The cultivation of millet as a cover crop has high efficiency in recycling nutrients by extracting nutrients in deeper layers of the soil and accumulating in its aerial part [65,66]. However, its straw has a high C:N ratio (around 46) [67], which contributes to relatively slow decomposition and immobilization of nutrients, particularly N in millet plant residues, suggesting lower levels of mineralization of the residues over time. Nitrogen immobilization can generally be considered undesirable in an agricultural production system, as it suggests a potential increase in the need for inputs. On the other hand, plant residues with a high N concentration and, consequently, a low C:N ratio, such as that of legumes, quickly supply the N demand of the microorganisms in the decomposition process and the excess N starts to be released quickly in the soil, in such a way that it supplies nutrients to subsequent crops [68].

To increase the supply of nutrients and at the same time maintain coverage throughout the year, a combination of grass and legume crops is widely encouraged [69]. Cover crop intercropping is a practice that aims to produce phytomass with an intermediate C:N ratio in relation to monocultures, providing soil coverage for a longer time and with better synchronization in the supply and demand of N for commercial crops [61]. Moreover, the use of plants with different root architectures enables the exploration of the soil profile in different layers, inducing the cycling of nutrients in all soil profiles [70].

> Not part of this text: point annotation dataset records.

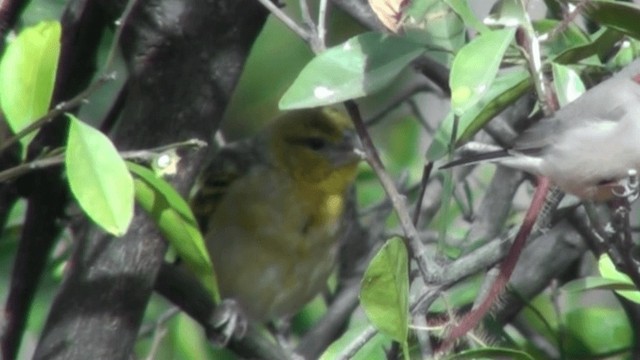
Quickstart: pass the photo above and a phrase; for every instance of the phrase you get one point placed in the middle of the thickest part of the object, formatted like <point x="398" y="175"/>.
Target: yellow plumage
<point x="270" y="209"/>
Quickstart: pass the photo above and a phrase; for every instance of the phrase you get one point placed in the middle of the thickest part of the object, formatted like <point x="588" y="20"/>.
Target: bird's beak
<point x="348" y="151"/>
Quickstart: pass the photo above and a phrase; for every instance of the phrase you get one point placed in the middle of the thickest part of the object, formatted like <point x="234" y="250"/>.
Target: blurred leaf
<point x="176" y="222"/>
<point x="469" y="82"/>
<point x="596" y="283"/>
<point x="508" y="13"/>
<point x="601" y="45"/>
<point x="384" y="293"/>
<point x="359" y="67"/>
<point x="621" y="16"/>
<point x="592" y="332"/>
<point x="567" y="84"/>
<point x="389" y="12"/>
<point x="98" y="177"/>
<point x="438" y="27"/>
<point x="27" y="75"/>
<point x="504" y="91"/>
<point x="189" y="342"/>
<point x="491" y="353"/>
<point x="372" y="350"/>
<point x="608" y="270"/>
<point x="629" y="51"/>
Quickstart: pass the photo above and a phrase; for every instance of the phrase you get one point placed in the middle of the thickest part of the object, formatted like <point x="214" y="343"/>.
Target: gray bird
<point x="587" y="148"/>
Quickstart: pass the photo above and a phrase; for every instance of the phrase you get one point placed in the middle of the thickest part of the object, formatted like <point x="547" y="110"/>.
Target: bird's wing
<point x="233" y="161"/>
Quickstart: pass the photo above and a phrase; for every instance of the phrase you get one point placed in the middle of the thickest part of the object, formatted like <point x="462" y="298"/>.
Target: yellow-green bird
<point x="271" y="210"/>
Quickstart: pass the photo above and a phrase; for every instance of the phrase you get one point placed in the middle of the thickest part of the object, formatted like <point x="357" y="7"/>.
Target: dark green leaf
<point x="504" y="91"/>
<point x="98" y="177"/>
<point x="621" y="16"/>
<point x="602" y="44"/>
<point x="491" y="353"/>
<point x="361" y="66"/>
<point x="176" y="223"/>
<point x="469" y="82"/>
<point x="596" y="283"/>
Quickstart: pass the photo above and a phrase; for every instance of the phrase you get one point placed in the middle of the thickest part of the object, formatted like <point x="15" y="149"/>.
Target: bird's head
<point x="317" y="146"/>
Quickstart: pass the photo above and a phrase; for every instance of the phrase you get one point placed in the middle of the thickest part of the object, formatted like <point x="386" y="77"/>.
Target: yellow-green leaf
<point x="608" y="270"/>
<point x="99" y="178"/>
<point x="27" y="75"/>
<point x="384" y="291"/>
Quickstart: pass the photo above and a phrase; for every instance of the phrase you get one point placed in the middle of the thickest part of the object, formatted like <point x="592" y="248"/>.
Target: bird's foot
<point x="228" y="321"/>
<point x="628" y="187"/>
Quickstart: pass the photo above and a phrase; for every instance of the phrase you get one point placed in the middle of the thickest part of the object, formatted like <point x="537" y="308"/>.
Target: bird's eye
<point x="315" y="143"/>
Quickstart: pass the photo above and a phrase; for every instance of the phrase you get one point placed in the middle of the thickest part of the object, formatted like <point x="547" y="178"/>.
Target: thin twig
<point x="56" y="158"/>
<point x="282" y="16"/>
<point x="322" y="23"/>
<point x="350" y="351"/>
<point x="429" y="268"/>
<point x="77" y="100"/>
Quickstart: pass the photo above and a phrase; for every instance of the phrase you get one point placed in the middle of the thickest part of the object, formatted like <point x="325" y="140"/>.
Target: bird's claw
<point x="629" y="186"/>
<point x="228" y="321"/>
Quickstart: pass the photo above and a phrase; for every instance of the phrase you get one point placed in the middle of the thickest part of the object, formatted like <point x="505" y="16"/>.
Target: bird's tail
<point x="473" y="153"/>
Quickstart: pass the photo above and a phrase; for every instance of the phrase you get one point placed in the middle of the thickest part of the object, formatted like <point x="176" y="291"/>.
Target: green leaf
<point x="619" y="16"/>
<point x="27" y="75"/>
<point x="98" y="177"/>
<point x="595" y="332"/>
<point x="372" y="350"/>
<point x="436" y="25"/>
<point x="361" y="66"/>
<point x="468" y="81"/>
<point x="505" y="90"/>
<point x="608" y="270"/>
<point x="604" y="40"/>
<point x="385" y="289"/>
<point x="176" y="222"/>
<point x="567" y="83"/>
<point x="491" y="353"/>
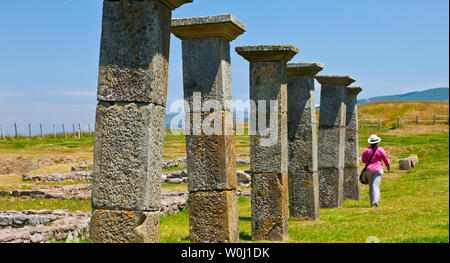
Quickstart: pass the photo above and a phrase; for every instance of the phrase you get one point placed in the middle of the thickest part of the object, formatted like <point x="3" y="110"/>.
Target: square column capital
<point x="304" y="69"/>
<point x="226" y="26"/>
<point x="335" y="80"/>
<point x="174" y="4"/>
<point x="268" y="53"/>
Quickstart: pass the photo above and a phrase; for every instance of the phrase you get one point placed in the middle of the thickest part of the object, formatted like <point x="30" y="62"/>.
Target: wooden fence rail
<point x="417" y="121"/>
<point x="370" y="123"/>
<point x="77" y="132"/>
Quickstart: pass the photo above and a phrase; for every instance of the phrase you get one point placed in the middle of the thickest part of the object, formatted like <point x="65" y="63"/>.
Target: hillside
<point x="439" y="94"/>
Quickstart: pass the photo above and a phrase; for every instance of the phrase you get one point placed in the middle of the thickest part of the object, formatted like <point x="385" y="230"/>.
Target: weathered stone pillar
<point x="331" y="147"/>
<point x="211" y="158"/>
<point x="352" y="188"/>
<point x="302" y="134"/>
<point x="134" y="59"/>
<point x="268" y="146"/>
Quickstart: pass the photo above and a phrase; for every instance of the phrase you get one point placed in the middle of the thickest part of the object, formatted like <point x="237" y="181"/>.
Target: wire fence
<point x="37" y="131"/>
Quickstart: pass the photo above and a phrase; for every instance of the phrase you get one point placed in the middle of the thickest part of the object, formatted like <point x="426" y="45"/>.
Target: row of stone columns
<point x="293" y="168"/>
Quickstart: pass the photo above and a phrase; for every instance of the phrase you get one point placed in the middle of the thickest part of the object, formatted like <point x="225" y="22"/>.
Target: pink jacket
<point x="375" y="164"/>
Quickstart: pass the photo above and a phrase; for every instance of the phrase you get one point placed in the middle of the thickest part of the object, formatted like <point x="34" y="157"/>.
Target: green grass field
<point x="414" y="206"/>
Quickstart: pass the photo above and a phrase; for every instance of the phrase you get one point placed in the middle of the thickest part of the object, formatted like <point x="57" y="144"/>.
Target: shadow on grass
<point x="435" y="239"/>
<point x="244" y="236"/>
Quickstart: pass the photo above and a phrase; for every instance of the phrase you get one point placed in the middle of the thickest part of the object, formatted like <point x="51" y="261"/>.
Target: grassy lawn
<point x="414" y="207"/>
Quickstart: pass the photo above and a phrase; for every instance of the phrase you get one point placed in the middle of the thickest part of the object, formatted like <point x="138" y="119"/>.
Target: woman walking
<point x="374" y="171"/>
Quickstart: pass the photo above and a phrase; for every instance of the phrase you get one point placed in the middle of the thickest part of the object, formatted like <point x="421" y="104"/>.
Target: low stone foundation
<point x="42" y="226"/>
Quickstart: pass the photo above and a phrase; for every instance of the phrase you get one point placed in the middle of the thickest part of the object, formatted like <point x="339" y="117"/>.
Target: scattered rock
<point x="405" y="164"/>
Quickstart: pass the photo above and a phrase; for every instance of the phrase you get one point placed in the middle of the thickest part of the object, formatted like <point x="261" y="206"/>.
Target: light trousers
<point x="374" y="179"/>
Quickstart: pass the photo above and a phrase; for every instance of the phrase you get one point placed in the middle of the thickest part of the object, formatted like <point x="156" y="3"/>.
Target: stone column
<point x="211" y="158"/>
<point x="134" y="58"/>
<point x="269" y="148"/>
<point x="331" y="147"/>
<point x="352" y="188"/>
<point x="302" y="137"/>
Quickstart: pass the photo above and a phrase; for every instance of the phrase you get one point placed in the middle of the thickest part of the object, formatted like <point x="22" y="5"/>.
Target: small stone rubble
<point x="60" y="225"/>
<point x="84" y="166"/>
<point x="58" y="178"/>
<point x="175" y="177"/>
<point x="42" y="226"/>
<point x="79" y="192"/>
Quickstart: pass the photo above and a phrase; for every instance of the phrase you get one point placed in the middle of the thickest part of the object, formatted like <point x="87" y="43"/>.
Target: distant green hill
<point x="439" y="94"/>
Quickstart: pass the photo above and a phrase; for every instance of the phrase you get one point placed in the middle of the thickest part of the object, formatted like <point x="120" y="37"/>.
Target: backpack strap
<point x="373" y="154"/>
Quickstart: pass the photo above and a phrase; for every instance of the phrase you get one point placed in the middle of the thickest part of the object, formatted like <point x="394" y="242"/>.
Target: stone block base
<point x="304" y="196"/>
<point x="213" y="217"/>
<point x="270" y="206"/>
<point x="108" y="226"/>
<point x="331" y="182"/>
<point x="352" y="187"/>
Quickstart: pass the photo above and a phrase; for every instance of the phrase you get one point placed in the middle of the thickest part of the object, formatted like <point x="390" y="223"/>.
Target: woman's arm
<point x="385" y="159"/>
<point x="364" y="157"/>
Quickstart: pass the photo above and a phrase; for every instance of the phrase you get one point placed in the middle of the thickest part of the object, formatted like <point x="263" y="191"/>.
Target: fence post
<point x="15" y="130"/>
<point x="3" y="133"/>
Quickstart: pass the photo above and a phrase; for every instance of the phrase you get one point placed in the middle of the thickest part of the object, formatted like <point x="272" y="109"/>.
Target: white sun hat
<point x="374" y="139"/>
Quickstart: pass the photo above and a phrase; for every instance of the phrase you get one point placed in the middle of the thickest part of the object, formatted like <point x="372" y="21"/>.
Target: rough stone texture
<point x="405" y="164"/>
<point x="331" y="184"/>
<point x="134" y="63"/>
<point x="211" y="157"/>
<point x="128" y="157"/>
<point x="213" y="217"/>
<point x="124" y="227"/>
<point x="352" y="187"/>
<point x="74" y="192"/>
<point x="302" y="137"/>
<point x="308" y="69"/>
<point x="414" y="160"/>
<point x="211" y="162"/>
<point x="134" y="52"/>
<point x="270" y="159"/>
<point x="207" y="69"/>
<point x="58" y="178"/>
<point x="331" y="143"/>
<point x="225" y="26"/>
<point x="83" y="166"/>
<point x="174" y="4"/>
<point x="269" y="164"/>
<point x="42" y="226"/>
<point x="268" y="53"/>
<point x="304" y="196"/>
<point x="268" y="82"/>
<point x="270" y="206"/>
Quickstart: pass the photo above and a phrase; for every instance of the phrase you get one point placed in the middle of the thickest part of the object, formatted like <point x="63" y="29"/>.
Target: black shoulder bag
<point x="363" y="176"/>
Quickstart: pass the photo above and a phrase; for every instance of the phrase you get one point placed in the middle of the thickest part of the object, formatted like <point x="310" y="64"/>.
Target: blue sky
<point x="49" y="49"/>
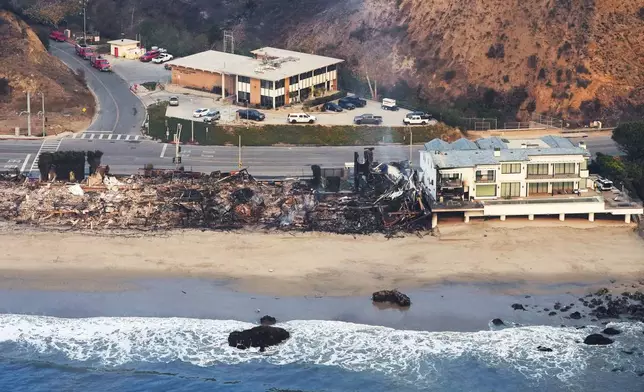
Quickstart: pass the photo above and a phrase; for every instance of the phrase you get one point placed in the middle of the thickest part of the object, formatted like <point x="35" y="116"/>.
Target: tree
<point x="630" y="138"/>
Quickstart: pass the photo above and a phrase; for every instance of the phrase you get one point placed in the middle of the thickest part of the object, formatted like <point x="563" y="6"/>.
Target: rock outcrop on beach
<point x="262" y="336"/>
<point x="268" y="320"/>
<point x="391" y="296"/>
<point x="597" y="340"/>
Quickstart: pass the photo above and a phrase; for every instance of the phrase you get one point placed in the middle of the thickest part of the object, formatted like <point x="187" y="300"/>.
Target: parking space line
<point x="24" y="164"/>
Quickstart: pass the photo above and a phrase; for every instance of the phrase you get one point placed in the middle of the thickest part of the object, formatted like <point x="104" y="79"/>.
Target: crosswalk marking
<point x="103" y="136"/>
<point x="48" y="145"/>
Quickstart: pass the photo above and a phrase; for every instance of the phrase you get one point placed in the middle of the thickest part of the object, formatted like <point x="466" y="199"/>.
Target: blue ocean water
<point x="127" y="354"/>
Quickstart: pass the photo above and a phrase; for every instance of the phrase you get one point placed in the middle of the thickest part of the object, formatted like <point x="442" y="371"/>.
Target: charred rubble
<point x="384" y="197"/>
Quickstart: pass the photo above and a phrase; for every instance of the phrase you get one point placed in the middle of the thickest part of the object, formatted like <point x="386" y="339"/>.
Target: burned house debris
<point x="388" y="198"/>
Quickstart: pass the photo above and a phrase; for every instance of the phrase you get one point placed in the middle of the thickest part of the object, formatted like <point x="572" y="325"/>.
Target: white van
<point x="300" y="118"/>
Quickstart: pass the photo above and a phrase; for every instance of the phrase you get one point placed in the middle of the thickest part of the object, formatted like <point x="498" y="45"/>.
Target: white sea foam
<point x="407" y="354"/>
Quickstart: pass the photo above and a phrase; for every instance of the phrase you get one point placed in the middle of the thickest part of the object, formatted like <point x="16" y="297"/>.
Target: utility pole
<point x="42" y="96"/>
<point x="28" y="114"/>
<point x="239" y="163"/>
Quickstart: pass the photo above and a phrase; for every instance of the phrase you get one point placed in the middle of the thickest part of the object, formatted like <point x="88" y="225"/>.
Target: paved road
<point x="120" y="112"/>
<point x="127" y="156"/>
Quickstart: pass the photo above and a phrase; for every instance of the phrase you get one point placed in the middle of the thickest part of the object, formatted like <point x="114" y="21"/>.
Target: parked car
<point x="57" y="36"/>
<point x="100" y="63"/>
<point x="389" y="104"/>
<point x="331" y="107"/>
<point x="423" y="115"/>
<point x="200" y="112"/>
<point x="418" y="120"/>
<point x="300" y="118"/>
<point x="88" y="53"/>
<point x="251" y="114"/>
<point x="149" y="56"/>
<point x="163" y="57"/>
<point x="603" y="184"/>
<point x="367" y="119"/>
<point x="211" y="116"/>
<point x="345" y="104"/>
<point x="358" y="102"/>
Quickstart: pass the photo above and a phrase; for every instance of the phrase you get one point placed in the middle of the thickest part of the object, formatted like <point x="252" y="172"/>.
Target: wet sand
<point x="324" y="264"/>
<point x="444" y="307"/>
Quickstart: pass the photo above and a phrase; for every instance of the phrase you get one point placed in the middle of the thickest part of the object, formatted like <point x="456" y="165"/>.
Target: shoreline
<point x="287" y="263"/>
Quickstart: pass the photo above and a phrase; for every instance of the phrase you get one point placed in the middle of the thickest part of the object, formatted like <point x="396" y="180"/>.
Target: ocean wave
<point x="410" y="355"/>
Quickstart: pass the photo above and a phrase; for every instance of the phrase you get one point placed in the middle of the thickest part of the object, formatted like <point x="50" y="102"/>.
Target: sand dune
<point x="313" y="263"/>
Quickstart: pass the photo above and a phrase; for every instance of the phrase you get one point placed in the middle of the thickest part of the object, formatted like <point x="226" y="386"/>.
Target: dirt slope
<point x="578" y="58"/>
<point x="25" y="65"/>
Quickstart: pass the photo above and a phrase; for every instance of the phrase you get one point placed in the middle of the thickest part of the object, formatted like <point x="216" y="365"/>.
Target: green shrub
<point x="325" y="99"/>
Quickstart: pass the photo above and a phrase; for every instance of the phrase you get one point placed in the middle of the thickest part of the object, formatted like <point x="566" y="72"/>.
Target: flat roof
<point x="284" y="63"/>
<point x="123" y="41"/>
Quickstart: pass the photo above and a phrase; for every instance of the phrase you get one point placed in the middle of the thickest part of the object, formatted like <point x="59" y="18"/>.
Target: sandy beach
<point x="324" y="264"/>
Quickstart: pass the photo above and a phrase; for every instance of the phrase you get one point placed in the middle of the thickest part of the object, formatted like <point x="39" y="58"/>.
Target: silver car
<point x="211" y="115"/>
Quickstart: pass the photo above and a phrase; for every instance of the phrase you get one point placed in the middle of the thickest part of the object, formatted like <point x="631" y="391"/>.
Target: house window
<point x="510" y="189"/>
<point x="266" y="101"/>
<point x="510" y="168"/>
<point x="485" y="190"/>
<point x="538" y="188"/>
<point x="564" y="168"/>
<point x="540" y="169"/>
<point x="243" y="97"/>
<point x="485" y="176"/>
<point x="559" y="188"/>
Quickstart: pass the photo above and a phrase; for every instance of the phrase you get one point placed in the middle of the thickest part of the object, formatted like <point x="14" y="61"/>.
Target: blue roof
<point x="490" y="143"/>
<point x="464" y="144"/>
<point x="557" y="141"/>
<point x="437" y="145"/>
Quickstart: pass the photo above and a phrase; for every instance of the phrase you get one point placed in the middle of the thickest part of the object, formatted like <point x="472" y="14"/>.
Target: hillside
<point x="25" y="65"/>
<point x="579" y="59"/>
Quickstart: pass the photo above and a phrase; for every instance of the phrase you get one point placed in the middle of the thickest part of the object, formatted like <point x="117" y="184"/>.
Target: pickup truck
<point x="367" y="119"/>
<point x="419" y="120"/>
<point x="100" y="63"/>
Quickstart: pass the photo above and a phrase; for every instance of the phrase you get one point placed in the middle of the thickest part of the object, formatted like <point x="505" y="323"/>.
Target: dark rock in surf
<point x="391" y="296"/>
<point x="597" y="340"/>
<point x="498" y="322"/>
<point x="262" y="336"/>
<point x="267" y="320"/>
<point x="611" y="331"/>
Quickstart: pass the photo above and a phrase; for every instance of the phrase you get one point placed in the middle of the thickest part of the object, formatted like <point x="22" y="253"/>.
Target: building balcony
<point x="450" y="183"/>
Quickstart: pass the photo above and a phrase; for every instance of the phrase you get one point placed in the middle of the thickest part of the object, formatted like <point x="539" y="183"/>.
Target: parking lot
<point x="188" y="103"/>
<point x="137" y="72"/>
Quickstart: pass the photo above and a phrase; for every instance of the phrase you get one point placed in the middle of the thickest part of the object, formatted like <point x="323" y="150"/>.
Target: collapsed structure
<point x="386" y="198"/>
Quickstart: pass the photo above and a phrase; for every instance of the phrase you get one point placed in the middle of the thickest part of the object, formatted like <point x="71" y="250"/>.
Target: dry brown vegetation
<point x="25" y="65"/>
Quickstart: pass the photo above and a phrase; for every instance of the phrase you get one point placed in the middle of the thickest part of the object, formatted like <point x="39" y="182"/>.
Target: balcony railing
<point x="450" y="183"/>
<point x="485" y="179"/>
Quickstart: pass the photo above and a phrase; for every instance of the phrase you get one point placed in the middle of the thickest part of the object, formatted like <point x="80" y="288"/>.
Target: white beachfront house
<point x="501" y="177"/>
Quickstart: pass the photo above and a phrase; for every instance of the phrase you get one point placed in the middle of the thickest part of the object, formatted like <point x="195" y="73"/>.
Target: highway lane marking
<point x="118" y="115"/>
<point x="24" y="164"/>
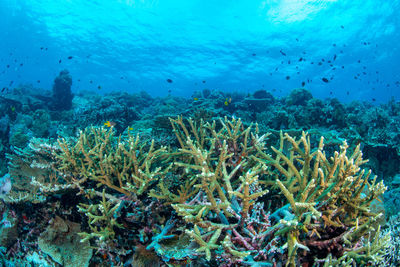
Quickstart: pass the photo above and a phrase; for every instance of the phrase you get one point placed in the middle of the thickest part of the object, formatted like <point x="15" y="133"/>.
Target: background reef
<point x="221" y="178"/>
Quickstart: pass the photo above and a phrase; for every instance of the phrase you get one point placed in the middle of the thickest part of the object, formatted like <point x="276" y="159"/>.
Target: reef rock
<point x="62" y="243"/>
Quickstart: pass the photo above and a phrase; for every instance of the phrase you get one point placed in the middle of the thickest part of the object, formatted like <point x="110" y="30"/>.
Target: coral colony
<point x="125" y="180"/>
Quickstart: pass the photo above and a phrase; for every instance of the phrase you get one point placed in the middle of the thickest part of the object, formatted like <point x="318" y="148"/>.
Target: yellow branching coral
<point x="102" y="220"/>
<point x="323" y="193"/>
<point x="126" y="166"/>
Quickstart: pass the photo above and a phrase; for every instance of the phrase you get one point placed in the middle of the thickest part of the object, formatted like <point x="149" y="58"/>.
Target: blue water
<point x="230" y="45"/>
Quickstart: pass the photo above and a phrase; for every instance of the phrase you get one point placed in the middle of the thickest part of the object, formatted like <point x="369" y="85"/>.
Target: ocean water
<point x="182" y="133"/>
<point x="231" y="45"/>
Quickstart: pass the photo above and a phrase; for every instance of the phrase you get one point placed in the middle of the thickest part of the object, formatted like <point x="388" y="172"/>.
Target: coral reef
<point x="146" y="187"/>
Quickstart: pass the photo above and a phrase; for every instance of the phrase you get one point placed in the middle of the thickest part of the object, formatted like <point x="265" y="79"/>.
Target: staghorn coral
<point x="232" y="198"/>
<point x="122" y="165"/>
<point x="329" y="200"/>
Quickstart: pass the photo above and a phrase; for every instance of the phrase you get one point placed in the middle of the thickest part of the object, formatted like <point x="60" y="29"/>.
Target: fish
<point x="110" y="124"/>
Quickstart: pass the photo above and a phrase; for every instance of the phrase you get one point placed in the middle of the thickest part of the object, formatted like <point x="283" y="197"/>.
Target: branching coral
<point x="122" y="165"/>
<point x="329" y="198"/>
<point x="236" y="200"/>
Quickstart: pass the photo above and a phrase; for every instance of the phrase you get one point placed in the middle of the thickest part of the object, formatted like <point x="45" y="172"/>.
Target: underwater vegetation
<point x="221" y="193"/>
<point x="222" y="179"/>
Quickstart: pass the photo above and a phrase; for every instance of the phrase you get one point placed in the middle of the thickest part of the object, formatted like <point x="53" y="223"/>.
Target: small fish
<point x="110" y="124"/>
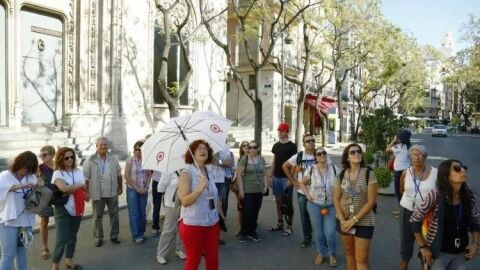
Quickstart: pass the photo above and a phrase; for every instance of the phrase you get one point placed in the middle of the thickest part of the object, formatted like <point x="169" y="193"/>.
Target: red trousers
<point x="198" y="241"/>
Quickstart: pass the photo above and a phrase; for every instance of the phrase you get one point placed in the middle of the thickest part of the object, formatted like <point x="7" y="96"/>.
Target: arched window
<point x="3" y="65"/>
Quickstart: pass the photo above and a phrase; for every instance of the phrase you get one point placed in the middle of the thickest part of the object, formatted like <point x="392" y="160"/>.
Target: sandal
<point x="287" y="231"/>
<point x="277" y="227"/>
<point x="45" y="254"/>
<point x="333" y="262"/>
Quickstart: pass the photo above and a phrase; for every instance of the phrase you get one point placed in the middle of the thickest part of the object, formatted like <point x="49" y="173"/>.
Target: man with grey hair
<point x="103" y="178"/>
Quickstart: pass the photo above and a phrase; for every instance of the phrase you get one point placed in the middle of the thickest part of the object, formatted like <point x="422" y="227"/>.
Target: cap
<point x="283" y="127"/>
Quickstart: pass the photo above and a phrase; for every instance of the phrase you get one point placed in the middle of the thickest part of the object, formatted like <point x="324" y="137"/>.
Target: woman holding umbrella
<point x="199" y="222"/>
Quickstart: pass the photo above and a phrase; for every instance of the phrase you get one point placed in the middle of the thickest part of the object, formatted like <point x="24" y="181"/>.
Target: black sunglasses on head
<point x="458" y="167"/>
<point x="68" y="158"/>
<point x="354" y="152"/>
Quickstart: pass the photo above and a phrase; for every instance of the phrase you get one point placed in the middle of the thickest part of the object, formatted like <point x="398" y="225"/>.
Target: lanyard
<point x="352" y="188"/>
<point x="103" y="165"/>
<point x="458" y="215"/>
<point x="415" y="179"/>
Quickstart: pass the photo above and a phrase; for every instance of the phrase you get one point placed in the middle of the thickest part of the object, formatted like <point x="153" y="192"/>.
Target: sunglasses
<point x="355" y="152"/>
<point x="458" y="167"/>
<point x="68" y="158"/>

When considering the results obtained for sunn hemp and millet in our study, intercropping using these two species can provide synergic benefits during the renewal period of sugarcane fields. Perin et al. [61] evaluated the effect of sunn hemp and millet, monocropped and intercropped, on the performance of corn, and found that intercropping resulted in a 67% higher corn grain yield compared with isolated millet. Menezes et al. [71] observed that the intercropped crop that performs better as to the amount of dry phytomass is sunn hemp and millet. Soratto et al. [72] found that sunn hemp shows greater accumulations of N and Ca and millet shows greater accumulations of K, Mg, S, and Si, while intercropping involving both cover crop species shows K, Ca, Mg, and S contents in an intermediate range.

Finally, we highlight that the soil quality index proposed in this study was sensitive to detecting changes associated with different management practices. Although TC is highly recognized as an important indicator of soil quality, in our study this attribute was significantly correlated with most of the attributes available in the dataset and therefore less sensitive to discriminating the differences imposed by treatments, not being included in the minimum dataset for calculating the soil quality index

5. Conclusions

The soil quality index proposed in this study, based on five soil abiotic attributes (i.e., macroporosity, exchangeable potassium and calcium content, bulk density, and mean weight diameter of soil aggregates), was sensitive to detect changes associated with different management practices in a sugarcane cultivation field.

The soil quality was driven by the production cycle of sugarcane. Although a reduction of soil quality occurs between the plant cane and first ratoon cane cycles, from the second ratoon cane there is a trend of the gradual restoration of soil quality due to the recovery of both the soil’s physical and chemical attributes.

The introduction of new management practices in sugarcane fields is essential to achieve greater sustainability in the sugar-energy industry. Our study demonstrated that the cultivation of sunn hemp and millet as cover crops, during the implementation of sugarcane plantation, enhanced soil quality. Due to the advantages provided by the use of these two cover crops, we encourage more detailed and long-term studies, aiming to test the efficiency of intercropping involving sunn hemp and millet during the re-planting of sugarcane field under different edaphoclimatic conditions, as well as determine the appropriate proportion of seeds and adapted cultivars. In addition, we encourage research to understand the process of decomposition and nutrient cycling, as well as their effects on soil’s physical, chemical, and biological properties and functions.